AV-NeRF: Learning Neural Fields for Real-World
Audio-Visual Scene Synthesis

NeurIPS 2023

 Susan Liang1    Chao Huang1        Yapeng Tian1
Anurag Kumar2    Chenliang Xu1

1University of Rochester    2Meta Reality Labs Research

[Paper (arxiv)] [Code/Dataset]

feature
Abstract

Can machines recording an audio-visual scene produce realistic, matching audio-visual experiences at novel positions and novel view directions? We answer it by studying a new task---real-world audio-visual scene synthesis---and a first-of-its-kind NeRF-based approach for multimodal learning. Concretely, given a video recording of an audio-visual scene, the task is to synthesize new videos with spatial audios along arbitrary novel camera trajectories in that scene. We propose an acoustic-aware audio generation module that integrates prior knowledge of audio propagation into NeRF, in which we implicitly associate audio generation with the 3D geometry and material properties of a visual environment. Furthermore, we present a coordinate transformation module that expresses a view direction relative to the sound source, enabling the model to learn sound source-centric acoustic fields. To facilitate the study of this new task, we collect a high-quality Real-World Audio-Visual Scene (RWAVS) dataset. We demonstrate the advantages of our method on this real-world dataset and the simulation-based SoundSpaces dataset.

Task Definition

The real-world audio-visual scene synthesis task is to generate visual frames and corresponding binaural audios for arbitrary camera trajectories. In this task, a static environment is given along with multiple observations of the environment. Each observation comprises the camera pose (p=(x,y,z,θ,φ)), the mono source audio clip (a_s), the recorded binaural audio (a_t), and the image (I). The objective is to synthesize a new binaural audio and a novel view based on a camera pose query and a source audio. It is important to note that the camera pose query is distinct from the camera poses in all observations.
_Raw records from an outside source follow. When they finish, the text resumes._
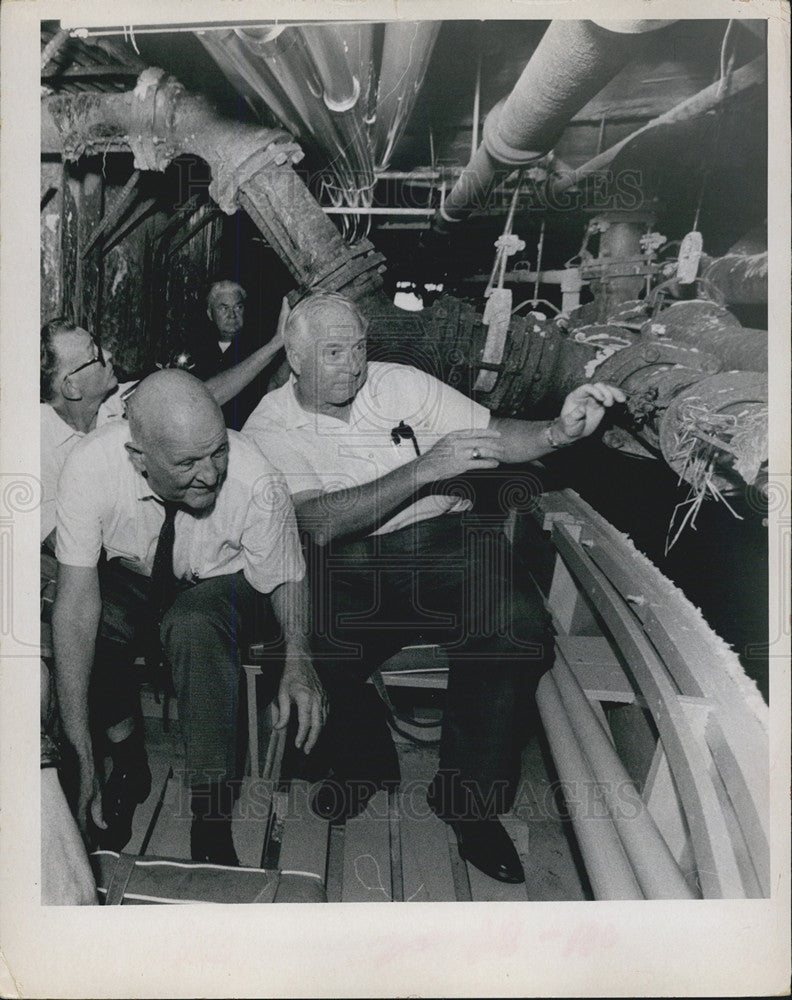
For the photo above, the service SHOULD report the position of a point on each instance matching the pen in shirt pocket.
(403, 432)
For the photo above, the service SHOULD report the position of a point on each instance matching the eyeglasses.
(98, 358)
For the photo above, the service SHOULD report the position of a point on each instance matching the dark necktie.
(163, 582)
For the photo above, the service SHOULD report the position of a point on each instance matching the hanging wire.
(725, 67)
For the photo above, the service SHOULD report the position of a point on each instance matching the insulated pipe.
(607, 865)
(749, 75)
(250, 165)
(711, 328)
(740, 278)
(655, 868)
(341, 95)
(573, 62)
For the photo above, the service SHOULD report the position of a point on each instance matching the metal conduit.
(655, 868)
(607, 865)
(573, 62)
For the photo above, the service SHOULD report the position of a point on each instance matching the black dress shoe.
(211, 842)
(482, 842)
(487, 846)
(123, 791)
(337, 801)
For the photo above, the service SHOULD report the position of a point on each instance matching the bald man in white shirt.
(237, 566)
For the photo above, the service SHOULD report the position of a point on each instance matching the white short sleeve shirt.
(319, 452)
(57, 441)
(104, 503)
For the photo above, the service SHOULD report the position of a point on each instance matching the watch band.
(548, 435)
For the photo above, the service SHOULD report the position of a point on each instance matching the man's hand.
(89, 798)
(584, 409)
(66, 877)
(459, 452)
(300, 685)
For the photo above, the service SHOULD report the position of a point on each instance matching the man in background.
(228, 342)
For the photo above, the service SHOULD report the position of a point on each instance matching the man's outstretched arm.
(75, 623)
(299, 684)
(581, 414)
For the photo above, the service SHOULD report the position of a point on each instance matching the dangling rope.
(506, 244)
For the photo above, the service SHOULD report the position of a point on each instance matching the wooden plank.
(661, 799)
(367, 855)
(304, 842)
(569, 608)
(737, 783)
(701, 664)
(596, 667)
(425, 846)
(249, 821)
(745, 862)
(714, 854)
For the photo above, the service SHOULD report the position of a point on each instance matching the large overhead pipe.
(251, 168)
(405, 58)
(572, 63)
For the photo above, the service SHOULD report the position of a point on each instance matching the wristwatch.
(548, 436)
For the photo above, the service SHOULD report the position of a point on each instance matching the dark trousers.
(451, 581)
(204, 634)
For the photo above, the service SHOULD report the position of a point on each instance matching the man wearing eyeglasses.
(366, 448)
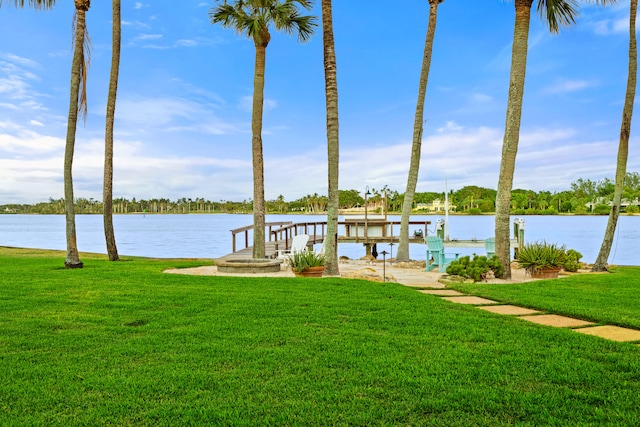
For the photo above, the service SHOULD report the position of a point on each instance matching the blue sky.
(183, 116)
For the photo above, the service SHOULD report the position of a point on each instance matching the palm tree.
(416, 146)
(253, 18)
(333, 145)
(623, 148)
(36, 4)
(77, 105)
(555, 13)
(109, 233)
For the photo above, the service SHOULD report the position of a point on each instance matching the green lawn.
(124, 344)
(612, 298)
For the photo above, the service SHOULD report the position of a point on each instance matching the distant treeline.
(585, 196)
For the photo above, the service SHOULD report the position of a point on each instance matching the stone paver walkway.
(442, 292)
(471, 300)
(614, 333)
(556, 320)
(512, 310)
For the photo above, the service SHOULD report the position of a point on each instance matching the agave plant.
(302, 260)
(541, 255)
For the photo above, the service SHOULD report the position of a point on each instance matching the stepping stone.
(441, 292)
(470, 300)
(613, 333)
(556, 320)
(512, 310)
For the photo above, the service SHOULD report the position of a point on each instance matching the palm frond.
(84, 70)
(34, 4)
(557, 13)
(253, 17)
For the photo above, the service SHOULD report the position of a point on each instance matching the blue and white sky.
(183, 119)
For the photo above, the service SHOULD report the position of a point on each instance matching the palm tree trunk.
(109, 233)
(333, 146)
(256, 151)
(623, 148)
(73, 259)
(416, 146)
(512, 133)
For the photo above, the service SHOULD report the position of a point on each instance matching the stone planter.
(546, 273)
(310, 272)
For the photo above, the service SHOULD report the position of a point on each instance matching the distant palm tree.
(623, 147)
(333, 138)
(35, 4)
(109, 234)
(555, 13)
(253, 18)
(77, 105)
(416, 146)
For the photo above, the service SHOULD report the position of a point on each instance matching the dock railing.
(268, 226)
(350, 231)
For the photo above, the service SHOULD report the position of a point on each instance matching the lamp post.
(384, 266)
(366, 214)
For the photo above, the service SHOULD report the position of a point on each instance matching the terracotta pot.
(310, 272)
(546, 273)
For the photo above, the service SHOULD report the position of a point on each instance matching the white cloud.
(25, 62)
(566, 86)
(246, 103)
(144, 37)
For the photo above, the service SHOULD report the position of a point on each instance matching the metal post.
(384, 266)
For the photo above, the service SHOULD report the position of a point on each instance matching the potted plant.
(307, 263)
(541, 259)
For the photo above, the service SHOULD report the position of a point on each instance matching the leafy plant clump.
(476, 268)
(541, 255)
(302, 260)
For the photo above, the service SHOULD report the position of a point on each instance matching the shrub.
(477, 268)
(572, 262)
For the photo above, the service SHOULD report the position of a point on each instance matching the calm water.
(196, 236)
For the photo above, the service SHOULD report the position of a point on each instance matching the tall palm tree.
(333, 145)
(416, 146)
(107, 198)
(623, 147)
(555, 13)
(253, 19)
(35, 4)
(77, 105)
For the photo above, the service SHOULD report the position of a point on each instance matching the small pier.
(278, 235)
(368, 231)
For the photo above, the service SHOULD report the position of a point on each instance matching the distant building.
(601, 201)
(435, 206)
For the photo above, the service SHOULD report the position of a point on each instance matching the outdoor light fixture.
(384, 266)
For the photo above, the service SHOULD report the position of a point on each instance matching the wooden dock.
(278, 235)
(369, 231)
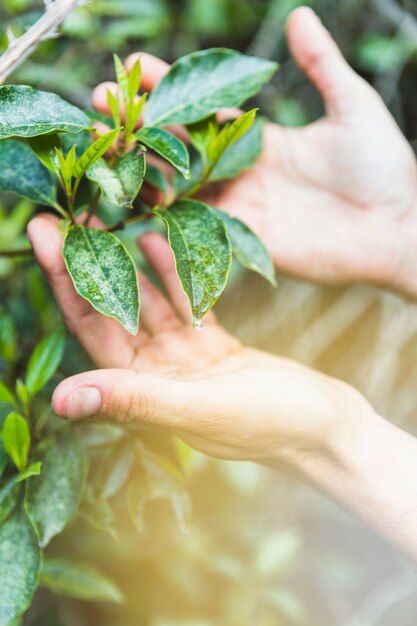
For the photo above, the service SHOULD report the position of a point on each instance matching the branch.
(45, 28)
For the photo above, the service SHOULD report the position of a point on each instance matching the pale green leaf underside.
(248, 248)
(22, 173)
(121, 185)
(27, 112)
(76, 580)
(20, 562)
(168, 147)
(202, 253)
(103, 273)
(203, 82)
(53, 498)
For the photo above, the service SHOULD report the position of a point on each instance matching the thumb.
(122, 395)
(318, 56)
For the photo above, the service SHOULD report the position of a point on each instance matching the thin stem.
(16, 252)
(131, 220)
(45, 28)
(93, 207)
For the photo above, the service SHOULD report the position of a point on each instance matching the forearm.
(375, 478)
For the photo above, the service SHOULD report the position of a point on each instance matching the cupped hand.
(336, 200)
(224, 399)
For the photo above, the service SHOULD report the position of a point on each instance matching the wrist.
(403, 276)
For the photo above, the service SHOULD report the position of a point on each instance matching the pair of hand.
(334, 201)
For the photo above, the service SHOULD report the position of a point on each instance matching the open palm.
(223, 398)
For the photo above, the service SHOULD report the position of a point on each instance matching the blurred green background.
(263, 550)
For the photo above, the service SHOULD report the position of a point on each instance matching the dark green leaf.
(6, 396)
(241, 155)
(120, 185)
(9, 497)
(80, 581)
(95, 152)
(20, 563)
(16, 439)
(167, 146)
(27, 112)
(248, 248)
(44, 148)
(44, 361)
(202, 253)
(156, 178)
(32, 470)
(229, 134)
(201, 132)
(204, 82)
(53, 498)
(22, 173)
(103, 273)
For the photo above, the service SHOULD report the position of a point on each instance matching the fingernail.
(84, 402)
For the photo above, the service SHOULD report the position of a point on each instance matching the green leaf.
(16, 439)
(6, 396)
(27, 112)
(22, 173)
(201, 83)
(248, 248)
(23, 395)
(201, 133)
(79, 581)
(32, 470)
(121, 76)
(44, 361)
(9, 497)
(168, 147)
(54, 497)
(44, 148)
(20, 560)
(120, 185)
(155, 178)
(159, 480)
(229, 134)
(202, 253)
(94, 152)
(114, 106)
(241, 155)
(103, 273)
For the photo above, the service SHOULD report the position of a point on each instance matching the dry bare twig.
(45, 28)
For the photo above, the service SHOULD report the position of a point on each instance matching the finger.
(153, 69)
(105, 340)
(157, 315)
(122, 395)
(319, 57)
(159, 256)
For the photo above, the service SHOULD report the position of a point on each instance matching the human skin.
(234, 402)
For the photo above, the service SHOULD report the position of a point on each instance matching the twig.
(45, 28)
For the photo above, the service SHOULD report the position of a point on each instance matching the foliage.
(231, 567)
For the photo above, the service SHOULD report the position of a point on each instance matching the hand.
(337, 200)
(222, 398)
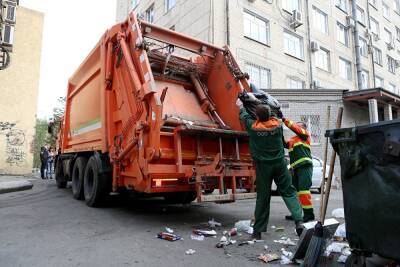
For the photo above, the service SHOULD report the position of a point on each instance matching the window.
(8, 34)
(149, 15)
(372, 2)
(134, 3)
(391, 64)
(392, 87)
(361, 15)
(364, 79)
(259, 76)
(345, 69)
(379, 82)
(10, 12)
(363, 47)
(343, 34)
(386, 10)
(313, 126)
(377, 56)
(342, 4)
(256, 28)
(290, 5)
(294, 83)
(397, 6)
(322, 59)
(374, 26)
(169, 4)
(320, 20)
(388, 36)
(293, 45)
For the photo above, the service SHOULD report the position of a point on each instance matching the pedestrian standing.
(267, 151)
(43, 161)
(301, 166)
(50, 164)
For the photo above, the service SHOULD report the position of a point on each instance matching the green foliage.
(39, 140)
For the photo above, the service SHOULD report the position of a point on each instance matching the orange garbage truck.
(153, 111)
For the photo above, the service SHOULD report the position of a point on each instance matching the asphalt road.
(45, 226)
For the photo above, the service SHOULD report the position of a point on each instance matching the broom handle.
(325, 159)
(331, 168)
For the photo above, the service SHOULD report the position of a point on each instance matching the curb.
(14, 186)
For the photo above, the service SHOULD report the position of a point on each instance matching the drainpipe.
(357, 45)
(228, 37)
(307, 13)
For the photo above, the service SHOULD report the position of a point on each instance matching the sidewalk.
(14, 183)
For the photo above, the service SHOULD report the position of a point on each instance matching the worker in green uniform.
(301, 165)
(267, 150)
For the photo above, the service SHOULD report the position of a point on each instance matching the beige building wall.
(19, 85)
(207, 20)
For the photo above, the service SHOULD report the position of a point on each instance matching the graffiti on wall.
(15, 140)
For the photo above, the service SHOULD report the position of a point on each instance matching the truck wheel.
(78, 172)
(96, 185)
(60, 179)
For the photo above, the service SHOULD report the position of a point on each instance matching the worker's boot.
(308, 215)
(256, 235)
(299, 227)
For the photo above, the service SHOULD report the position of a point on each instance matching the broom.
(317, 242)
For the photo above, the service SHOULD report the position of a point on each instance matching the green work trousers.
(277, 171)
(302, 181)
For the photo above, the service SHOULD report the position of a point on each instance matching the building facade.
(19, 84)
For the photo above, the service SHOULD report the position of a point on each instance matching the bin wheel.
(355, 260)
(78, 173)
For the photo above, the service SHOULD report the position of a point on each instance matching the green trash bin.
(370, 172)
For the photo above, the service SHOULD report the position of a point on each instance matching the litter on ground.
(268, 257)
(338, 213)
To intuitively understand this task, consider the following video example: Given audio-visual observations captured from three different poses (1, 2, and 3), the task is to synthesize the visual image and the binaural audio for a new pose (4).


Model Overview

feature

The pipeline of our method. Given the position (x,y,z) and viewing direction (θ,φ) of a listener, our method can render an image the listener would see and the corresponding binaural audio the listener would hear. Our model consists of V-NeRF, A-NeRF, and AV-Mapper. A-NeRF learns to generate acoustic masks, V-NeRF learns to generate visual frames, and AV-Mapper is optimized to integrate geometry and material information extracted from V-NeRF into A-NeRF.


Demo Videos

Below, you will find videos showcasing our results on the RWAVS dataset. Each video includes the camera trajectory, sound source, audio levels of two channels, rendered visual frames, and rendered binaural audio. The camera trajectory is displayed in the top left corner, with blue triangles representing camera poses of training samples and red triangles representing novel poses. The sound source is shown both in the camera trajectory and in the rendered visual frames. To provide an intuitive understanding of the energy of the synthesized binaural audio, we visualize the energy levels of both the left and right channels in the bottom left corner. Our model exhibits three key characteristics, which are prominently highlighted in these videos:

Please wear headphones when watching videos.

RWAVS Dataset

Below, you will find videos displaying training samples from the RWAVS dataset, which encompasses diverse environments and a wide range of camera poses. We recorded videos in both indoor and outdoor environments, which we believe represent most daily settings. During data recording, we randomly moved around the environment while holding the device, allowing us to capture various acoustic and visual signals corresponding to different camera poses.